A fisioterapeuta Milene Martins, 37, diz que não tem "vontade, paciência ou planos" de namorar, que dirá "planejar uma vida ‘eu, você, dois filhos e um cachorro’", como propõe o sertanejo Luan Santana em "Cê Topa?".

Não, obrigada. Mas sua posição amadureceu com os anos. Filha de pais que se separaram quando era bebê, Milene conta que passou a juventude sendo o patinho feio da turma. Certo dia, um colega de escola pôs um rato morto junto com um bilhetinho na sua bicicleta. "No fim da aula, estavam ele e outros meninos de tocaia pra ver minha reação e zoar mais."

Quando virou atleta profissional, "via o povo indo para a competição encontrar fulano de tal", conta. Com ela não acontecia quase nunca. Milene até teve um casinho com um rapaz. Logo apelidaram o casal de Dragão (ela) e São Jorge (ele). "Já ganhei prêmio de a mais feia da minha equipe de natação. Cresci com a autoestima destruída."

O que começou como carcaça, para se blindar da rejeição, se transformou numa boia de salvação na vida adulta, ela diz. Consolava amigos chorosos com as dores de uma relação. Sabe o quanto a mãe saiu machucada do casamento com seu pai. "Vejo poucos casais com uma vida massa. Hoje não quero, não preciso desse desgaste mental. Acho lindo nos outros, fantástico, incentivo super. Mas não para mim."

Christian Dunker, professor do Instituto de Psicologia da USP, diz que, se formos parar para pensar na maturidade do romantismo, lascou-se. A proposta toda o remete a um pacote teledramatúrgico que pasteuriza um amor perfeito na prática inviável. "Anna Karenina e Madame Bovary se mataram, Capitu [de ‘Dom Casmurro’] terminou mal."

Agora há o componente extra das redes sociais, que "turbinaram [a ideia] de felicidade romântica, até pela estética das fotografias, da família feliz". Narrativas concorrentes, contudo, se fortalecem no paralelo.

Para o psicanalista, "a dificuldade social de montar uma vida sem casamento e filhos foi substituída por vidas interessantes". Mais viagens, amigos, sucesso profissional. Vai caindo por terra o conceito de uma cara-metade à espera de todos nós, bem-sucedido sobretudo na heteronormatividade.

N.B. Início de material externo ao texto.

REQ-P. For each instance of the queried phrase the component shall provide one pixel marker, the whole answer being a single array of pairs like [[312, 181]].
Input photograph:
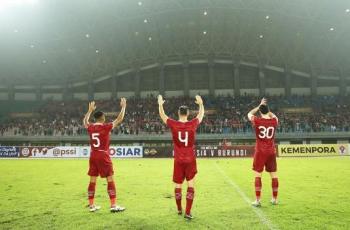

Renally Xavier lembra de uma pesquisa que detectou mais alegria e longevidade em mulheres solteiras do que nas amigas casadas e com filhos "que embarcaram no ideal de família margarina". Mas vale a ressalva: "Não estou dizendo que a gente vive sem amor. Pelo contrário, Freud diz que é preciso amar para não adoecer".

O desafio é driblar os "amores que adoecem", segundo a psicanalista. Quanto mais idealizados eles forem, maior o tombo. Aí talvez valha ficar com um post pop na internet: "Tudo o que você precisa é amor. Mas orgasmos e um pouco de macarrão não machucam ninguém". Quem está servido?